From a worldwide perspective, a total of 87 countries and territories have confirmed evidence of autochthonous mosquito-borne transmission of the Zika virus, reported the World Health Organization (WHO) on July 2, 2019.

And, there have been 4 cases of locally transmitted Zika virus infections in the Republic of Singapore reported on September 19th.

Unfortunately, USA-based travelers are also bringing Zika home with them.

As of September 7, 2019, the states of Florida (32), California (25), Idaho (1), Nebraska (1), New Jersey (2), New York (1), and Utah (1) have reported a total of 63 travel-related Zika cases during 2019.

Additionally, the US Territory of Puerto Rico has confirmed 8 locally-acquired Zika cases in just 1 month. These Zika cases were acquired through the presumed local mosquito-borne transmission during 2019, says the US Centers for Disease Control and Prevention (CDC).
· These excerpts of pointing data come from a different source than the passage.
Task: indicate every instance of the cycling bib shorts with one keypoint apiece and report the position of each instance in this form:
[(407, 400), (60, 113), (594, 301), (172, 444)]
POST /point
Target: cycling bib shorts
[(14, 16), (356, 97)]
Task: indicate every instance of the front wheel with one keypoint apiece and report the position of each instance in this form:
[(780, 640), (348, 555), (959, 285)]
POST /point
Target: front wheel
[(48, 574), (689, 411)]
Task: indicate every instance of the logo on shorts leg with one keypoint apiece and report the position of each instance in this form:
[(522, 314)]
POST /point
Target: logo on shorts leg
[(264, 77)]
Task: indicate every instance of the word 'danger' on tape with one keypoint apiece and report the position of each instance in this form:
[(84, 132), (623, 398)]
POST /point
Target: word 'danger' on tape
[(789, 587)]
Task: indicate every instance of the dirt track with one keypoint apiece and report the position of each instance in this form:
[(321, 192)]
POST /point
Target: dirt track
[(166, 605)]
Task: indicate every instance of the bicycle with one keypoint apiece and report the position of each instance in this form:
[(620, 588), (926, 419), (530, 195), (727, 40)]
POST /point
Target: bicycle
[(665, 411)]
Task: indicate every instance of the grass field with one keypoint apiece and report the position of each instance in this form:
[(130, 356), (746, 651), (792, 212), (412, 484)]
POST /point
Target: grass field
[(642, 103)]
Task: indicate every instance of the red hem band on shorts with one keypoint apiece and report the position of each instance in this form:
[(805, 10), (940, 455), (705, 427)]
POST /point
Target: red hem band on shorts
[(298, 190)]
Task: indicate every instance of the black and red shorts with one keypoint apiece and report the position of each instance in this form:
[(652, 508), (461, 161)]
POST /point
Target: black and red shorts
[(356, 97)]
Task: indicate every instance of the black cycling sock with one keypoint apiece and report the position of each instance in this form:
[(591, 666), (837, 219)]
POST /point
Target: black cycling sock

These new Zika cases increase Puerto Rico’s total number of Zika cases to 34 cases during 2019.

As of August 2, 2019, the CDC says to make sure you are up-to-date on routine vaccines before visiting Thailand but did not issue a specific Zika related Travel Alert. The CDC says ‘we do not have accurate information on the current level of risk.’

Previously, during January 2019, the Canadian government issued a Level 2 Travel Advisory regarding Zika when visiting Thailand.